Collab™ is indeed a complex system that works best when fully understood and utilized; and it takes time and practice to understand all the muscles, tendons, blood, and organs of this body and Communication Operating System that we call Collab™. Read more here.

I ask her, “Who else worked on the Collab™ Instructional in your company?”

Small group on floor during training with computer
“There were six people translating and three people editing the instructional, including me. Only a few of my teammates didn’t work on the project.” She describes that after the work was finished, she gave the partners at her company an overview of the whole book. “They were pretty interested in facilitation, scribing, and integrative consent.”

Katya says they were excited about the material and so they wanted to give it a try! “The only problem is that all of us have a great work load of translation orders, both written and oral, to work on, and organizational matters are only processed during a free minute. So, we’ve been pretty slow.”

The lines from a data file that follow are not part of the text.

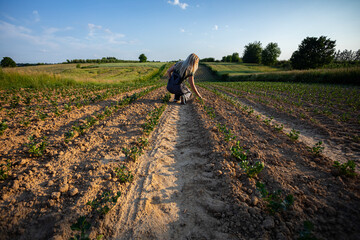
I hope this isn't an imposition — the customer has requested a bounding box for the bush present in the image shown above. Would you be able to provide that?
[242,42,262,63]
[1,57,16,67]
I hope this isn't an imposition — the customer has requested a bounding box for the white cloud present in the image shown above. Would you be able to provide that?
[33,10,40,22]
[168,0,189,10]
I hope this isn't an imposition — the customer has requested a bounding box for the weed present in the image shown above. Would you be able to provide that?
[121,146,142,162]
[286,129,300,141]
[28,135,48,157]
[263,117,274,126]
[70,216,91,240]
[274,124,284,132]
[230,141,249,161]
[298,221,317,240]
[333,160,356,177]
[204,105,216,119]
[86,191,121,215]
[307,141,324,156]
[115,165,134,183]
[0,119,8,135]
[0,159,12,180]
[256,182,294,215]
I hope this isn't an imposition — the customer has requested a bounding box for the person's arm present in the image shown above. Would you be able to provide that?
[166,65,175,78]
[189,76,202,98]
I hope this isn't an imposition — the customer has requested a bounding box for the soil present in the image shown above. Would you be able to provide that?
[0,64,360,240]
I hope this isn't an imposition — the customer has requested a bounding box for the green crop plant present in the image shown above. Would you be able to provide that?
[0,119,9,135]
[230,141,249,162]
[86,191,121,215]
[27,135,48,157]
[333,160,357,177]
[70,216,91,240]
[115,165,134,183]
[256,182,294,215]
[274,124,284,132]
[204,105,216,119]
[297,221,317,240]
[239,160,264,178]
[263,117,274,125]
[64,103,72,112]
[121,146,142,162]
[0,159,12,180]
[307,141,324,156]
[286,129,300,141]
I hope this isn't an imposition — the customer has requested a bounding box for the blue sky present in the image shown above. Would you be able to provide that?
[0,0,360,63]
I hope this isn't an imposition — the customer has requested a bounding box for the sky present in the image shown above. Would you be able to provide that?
[0,0,360,63]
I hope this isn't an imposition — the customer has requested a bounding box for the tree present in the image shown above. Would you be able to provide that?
[261,42,281,65]
[139,53,147,62]
[243,41,262,63]
[1,57,16,67]
[290,36,336,69]
[231,53,241,62]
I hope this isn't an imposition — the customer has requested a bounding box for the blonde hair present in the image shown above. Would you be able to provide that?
[180,53,199,76]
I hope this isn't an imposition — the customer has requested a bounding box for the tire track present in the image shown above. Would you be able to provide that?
[113,104,231,239]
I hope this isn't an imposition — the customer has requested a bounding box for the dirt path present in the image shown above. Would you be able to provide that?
[114,104,231,239]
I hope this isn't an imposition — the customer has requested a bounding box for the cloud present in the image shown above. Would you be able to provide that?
[33,10,40,22]
[87,23,127,44]
[168,0,189,10]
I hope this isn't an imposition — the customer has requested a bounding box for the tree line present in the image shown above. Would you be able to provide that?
[201,36,360,69]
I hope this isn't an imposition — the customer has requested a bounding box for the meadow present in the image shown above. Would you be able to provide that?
[0,63,360,239]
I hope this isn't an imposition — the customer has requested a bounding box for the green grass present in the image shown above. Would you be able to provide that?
[205,62,281,77]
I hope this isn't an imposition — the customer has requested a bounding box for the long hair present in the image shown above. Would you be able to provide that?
[180,53,199,76]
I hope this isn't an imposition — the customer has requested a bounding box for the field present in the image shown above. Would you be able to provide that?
[0,63,360,239]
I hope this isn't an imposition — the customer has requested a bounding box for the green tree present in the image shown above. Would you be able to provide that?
[261,42,281,65]
[242,41,262,63]
[290,36,336,69]
[139,53,147,62]
[1,57,16,67]
[231,53,241,62]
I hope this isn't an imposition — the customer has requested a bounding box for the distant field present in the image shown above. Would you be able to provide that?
[205,62,281,76]
[3,62,164,83]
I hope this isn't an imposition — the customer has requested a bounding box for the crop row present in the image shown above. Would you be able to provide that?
[202,86,357,177]
[211,82,360,124]
[71,94,170,239]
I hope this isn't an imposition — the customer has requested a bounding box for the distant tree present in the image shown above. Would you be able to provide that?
[290,36,336,69]
[261,42,281,65]
[231,53,241,62]
[242,42,262,63]
[139,53,147,62]
[1,57,16,67]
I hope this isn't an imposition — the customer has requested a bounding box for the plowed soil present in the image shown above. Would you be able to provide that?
[0,64,360,239]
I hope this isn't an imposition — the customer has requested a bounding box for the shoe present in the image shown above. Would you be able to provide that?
[180,96,186,105]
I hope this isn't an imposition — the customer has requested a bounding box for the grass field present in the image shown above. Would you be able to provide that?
[0,63,360,239]
[205,62,281,76]
[3,62,164,83]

She goes on, “We had our first general meeting. I was the scribe and we did it in our living agenda. We set up a similar google doc system.” She and her team are implementing Collab™ one step at a time while attending to the needs of their company. Based on our conversations, I believe Katya will be bringing more of Collab™ to her team so that they can do their work together efficiently and respond to the rapidly evolving needs of their company.

Collaborative leadership
In Katya’s own journey into understanding collaborative leadership, she’s struggling with the question: “what does it look like to operate a collaboratively led team that is much larger?” “It is so easy to presume that you know better than other people and will decide for them.” This is often what we see and experience in many workplaces. Your work is solely defined, supervised, and guided by another person. We left our conversation with many big, unanswered questions: Is it possible to have a collaboratively run country? Will people simply hold their ground and do everything they possibly can to get their way in teams? How do they keep the larger picture (outside of their direct benefit) in mind? Katya posits that: “Collab™ works in an environment where people want to collaborate. And if some are not into collaborative power, then we can’t make them. It only works with people who more or less agree.” And I add, “or those who are willing at least to try it.”

After our conversation, we exchanged a warm hug goodbye and promised to maintain contact. Perhaps another visit? As I reflect on this conversation, I still have questions about how we can use structure to be our best selves and also fullest selves. I don’t believe that Collab™ can  completely prevent harmful power dynamics in teams, but it does allow a clear way to redirect a team when that’s happening. I know that using a structure like Collab™ has helped guide my framework towards the bigger picture while also still allowing a personal context. How can we separate that anyhow? For now, I’m willing to try it and see what happens.